Introduction to XSLT
As a tool for humanities computing
1 Introductions
ALLC/ACH 2002, Tübingen
21-22 July 2002
C. M. Sperberg-McQueen
Wendell Piez
I. Sunday morning 1: introductions
XSLT is a tool for processing XML documents. After this
course, you should know how to:
- transform XML from one datatype to another
- style XML for display in off-the-shelf Web browsers
- use XPath to denote specific parts of a document
- use XSLT as a search engine
- find anomalies in your data, normalize tagging
- segment your data
- retag your data
- express recursive algorithms in XSLT
- You know XML and can edit XML documents.

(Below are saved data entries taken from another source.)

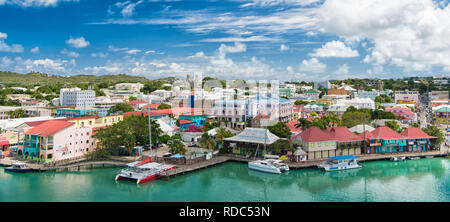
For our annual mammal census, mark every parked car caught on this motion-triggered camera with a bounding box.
[162,152,172,158]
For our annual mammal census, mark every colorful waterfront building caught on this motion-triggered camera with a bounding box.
[362,126,407,154]
[178,112,208,128]
[292,126,337,160]
[400,128,438,151]
[433,106,449,125]
[19,120,97,162]
[328,126,363,156]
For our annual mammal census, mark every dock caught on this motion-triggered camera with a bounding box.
[158,156,231,179]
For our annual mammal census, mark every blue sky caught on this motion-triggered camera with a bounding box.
[0,0,449,81]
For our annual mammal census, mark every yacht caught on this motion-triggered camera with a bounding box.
[115,158,176,184]
[318,156,362,171]
[248,159,289,174]
[391,156,406,162]
[4,162,32,173]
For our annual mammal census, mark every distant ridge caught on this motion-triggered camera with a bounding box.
[0,71,153,85]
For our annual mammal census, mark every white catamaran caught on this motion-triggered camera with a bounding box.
[318,155,362,171]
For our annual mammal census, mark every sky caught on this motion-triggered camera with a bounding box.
[0,0,450,81]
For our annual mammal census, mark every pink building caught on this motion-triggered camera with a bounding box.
[385,106,416,121]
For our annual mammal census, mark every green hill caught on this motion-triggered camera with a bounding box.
[0,71,151,85]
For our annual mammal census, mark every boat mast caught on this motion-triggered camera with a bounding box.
[147,91,152,157]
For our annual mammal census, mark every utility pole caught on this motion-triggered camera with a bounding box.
[147,91,152,157]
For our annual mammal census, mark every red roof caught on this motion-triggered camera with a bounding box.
[367,126,404,140]
[141,104,160,109]
[286,120,301,132]
[179,119,195,125]
[298,126,335,142]
[26,120,74,137]
[92,126,110,135]
[25,120,50,127]
[124,107,205,118]
[358,130,373,140]
[253,113,271,120]
[328,126,362,142]
[21,101,40,104]
[400,128,436,139]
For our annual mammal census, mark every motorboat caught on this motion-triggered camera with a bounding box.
[4,162,32,173]
[318,156,362,171]
[391,156,406,162]
[115,157,176,184]
[408,156,421,160]
[248,159,289,174]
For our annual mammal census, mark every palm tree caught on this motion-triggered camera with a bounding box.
[295,118,312,130]
[199,133,216,150]
[215,127,233,148]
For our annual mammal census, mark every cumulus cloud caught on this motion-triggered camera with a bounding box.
[30,46,39,53]
[309,40,359,58]
[0,32,24,53]
[0,56,75,74]
[299,58,327,73]
[61,48,80,58]
[66,36,90,48]
[334,64,350,75]
[314,0,450,71]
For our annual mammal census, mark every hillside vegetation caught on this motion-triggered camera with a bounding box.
[0,71,151,85]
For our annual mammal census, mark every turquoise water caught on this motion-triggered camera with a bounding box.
[1,158,449,202]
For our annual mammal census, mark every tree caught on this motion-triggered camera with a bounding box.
[342,111,371,128]
[295,118,312,130]
[385,121,402,133]
[203,122,219,132]
[268,122,292,138]
[375,94,393,103]
[109,103,134,114]
[128,96,137,101]
[94,115,163,155]
[423,126,444,144]
[7,109,26,118]
[157,103,171,110]
[294,100,308,106]
[169,140,187,155]
[269,139,291,155]
[199,133,216,150]
[215,127,233,147]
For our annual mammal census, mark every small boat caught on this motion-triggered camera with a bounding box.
[115,157,176,184]
[248,159,289,174]
[318,156,362,171]
[0,162,12,167]
[408,156,421,160]
[391,156,406,162]
[4,162,32,173]
[425,156,434,159]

- You expect to work with XML data, and need to:
- extract information
- display information
- reformat information
- You know something about programming (or are
tolerant of programmer talk).
- You are interested in literary and historical
texts and databases (or are tolerant of talk about
them).
- You know a bit* about HTML, CSS, and TEI Lite.
Not assumed:
- You have used XSLT.
- You are a programmer.
Not covered in the course:
- XML
- TEI
- HTML, CSS (regard as magic*)
- XSL formatting objects
- Web design, page design, typography
- tricks of the trade (production use)
Who the instructors are.
Who the participants are.
- Sunday a.m.: introductions
- Sunday a.m.: basics (simple transformations, if,
choose, selection
by attribute values)
- Sunday p.m.: modes (e.g. tables of contents)
- Sunday p.m.: XPath
- Monday a.m.: functions, numbering
- Monday a.m.: near-identity transformations
- Monday p.m.: named templates, recursion
- Monday p.m.: sorting and grouping
Sunday a.m.: introductions | |
- overview of course
- first pass over material:
- basics of XSLT, simple transformations
- modes
- XPath
- functions and numbering
- XML to XML transformations
- named templates
- sorting and grouping
- What is XSLT and how does it work?
- Hello-world example
- Built-in rules
- Flow of control (if, choose and
why you often don't need them)
- a solution to a ‘high-level formatting’
problem
- in XML syntax
- a language for specifying transformations
- into XSL formatting objects
- into arbitrary XML
- into HTML
- into non-XML formats
with - data replication
- data movement
- data insertion and deletion
How do we transform one tree to another?
- procedurally (DOM)
- declaratively (XSLT, DSSSL)
- push model (DSSSL)
- pull model (XSLT)
- It's XML.*
- Yes, there's a DTD; it has 35 elements.
- Next question?
- It's three* XML vocabularies:
- the XSLT vocabulary describes stylesheet structure:
namespace http://www.w3.org/1999/XSL/Transform
- one or more XML vocabularies in the input
- one or more XML vocabularies in the output
- It's also XPath, a language for pointing into XML.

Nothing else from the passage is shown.